In established organizations, what can leaders do to drive innovation? How can leaders support innovation at work? What’s one tactic that will unleash it? Let me tell you…
I’ve yet to meet an innovative company where people are punished, ridiculed, shamed, and fired for making mistakes. The problem with most organizations that want to innovate is how little patience they have for making mistakes. It’s pretty much you make a mistake and you’re tagged as incompetent, next mistake and you’re out the door; this is not an innovation friendly environment.
Innovation is the opposite of stable. Any progress is made through constant friction. In an innovation culture what’s valued above all is a growth mindset, which is all about learning and evolving. Thus, a culture of innovation is a culture of learning.
Innovation is inseparable from failure; which means making mistakes and being wrong. Tensions will rise, disagreements and conflict are a given. Cultures where innovation flourishes embrace mistakes, uncomfortable conversations, and navigate disagreements because they understand that their strength comes from how they navigate problems together.
How do they do that? One way is to make it safe to both make and talk about mistakes.

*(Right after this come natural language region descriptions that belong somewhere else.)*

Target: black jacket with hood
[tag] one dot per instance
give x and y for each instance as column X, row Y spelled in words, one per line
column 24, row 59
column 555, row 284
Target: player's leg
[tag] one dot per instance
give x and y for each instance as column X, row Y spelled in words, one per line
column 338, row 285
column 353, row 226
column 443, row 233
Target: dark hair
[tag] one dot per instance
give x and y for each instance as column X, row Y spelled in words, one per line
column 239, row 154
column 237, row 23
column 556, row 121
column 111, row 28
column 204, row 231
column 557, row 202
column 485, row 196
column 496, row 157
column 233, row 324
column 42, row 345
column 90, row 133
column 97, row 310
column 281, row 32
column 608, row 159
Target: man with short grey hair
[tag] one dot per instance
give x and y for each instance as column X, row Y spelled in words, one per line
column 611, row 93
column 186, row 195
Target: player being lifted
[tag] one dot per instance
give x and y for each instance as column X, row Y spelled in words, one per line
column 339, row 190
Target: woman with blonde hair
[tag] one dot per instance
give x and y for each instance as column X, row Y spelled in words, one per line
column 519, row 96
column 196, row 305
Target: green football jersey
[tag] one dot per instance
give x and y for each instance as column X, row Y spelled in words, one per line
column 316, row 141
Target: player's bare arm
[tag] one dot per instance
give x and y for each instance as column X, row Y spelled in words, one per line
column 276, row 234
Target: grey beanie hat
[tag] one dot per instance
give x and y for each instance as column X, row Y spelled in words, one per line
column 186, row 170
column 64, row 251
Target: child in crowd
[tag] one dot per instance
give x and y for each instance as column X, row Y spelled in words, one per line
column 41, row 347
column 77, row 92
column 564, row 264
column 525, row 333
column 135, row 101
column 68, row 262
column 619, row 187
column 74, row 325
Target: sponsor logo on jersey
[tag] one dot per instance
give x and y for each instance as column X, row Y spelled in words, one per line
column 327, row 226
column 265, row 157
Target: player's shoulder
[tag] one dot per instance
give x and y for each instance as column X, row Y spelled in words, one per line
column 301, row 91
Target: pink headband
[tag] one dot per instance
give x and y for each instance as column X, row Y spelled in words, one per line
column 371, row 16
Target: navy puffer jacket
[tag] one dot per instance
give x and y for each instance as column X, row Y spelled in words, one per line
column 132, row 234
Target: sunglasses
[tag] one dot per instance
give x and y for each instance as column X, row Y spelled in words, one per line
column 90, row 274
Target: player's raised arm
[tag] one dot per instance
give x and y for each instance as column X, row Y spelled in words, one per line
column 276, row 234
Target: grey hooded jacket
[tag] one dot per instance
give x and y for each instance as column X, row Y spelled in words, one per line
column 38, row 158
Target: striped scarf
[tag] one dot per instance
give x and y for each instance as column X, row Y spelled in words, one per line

Make it Safe To Make And Talk About Mistakes
When we make mistakes, our instinct is to conceal, ignore, and move on. Strong cultures flip the dynamic. They seek to highlight and remember their mistakes and use them as navigational markers, focusing on the clarity of the mistakes created and the new paths they send people on.
Voting rights advocate, Stacey Abrams, has three rules for making it safe to make mistakes:
- Give people stretch assignments;
- Let them know you expects some mistakes;
- Create space to learn from those mistakes.
What it comes down to is you want people to know they won’t be punished, shamed, or ignored if they don’t have an answer to something. You want them to not have to worry about being wrong; because being wrong is actually good when you learn from it. It’s about giving your team members permission to learn and grow. People will fail, that’s part of the expectation; because you want them to learn. You want them to grow, and you’re giving them the opportunities to do so.
As I said before, a culture of innovation is a culture of learning. Thus, the innovation equation is as follows: Reducing Errors + Increasing Insights = Innovation
Making mistakes, specifically new ones, is the key to increasing insights. With that said, as a leader, you have to create an environment where you make it safe to fail. Mistakes are a given. You’re not rewarding the act of making mistakes, but the learning that comes from making them; specifically, the new insights.
Bottom line: Leaders that value innovation make it safe to fail by creating an environment where it’s safe to both make and talk about mistakes, where failure isn’t punished; rather it’s expected and celebrated when it leads to learning.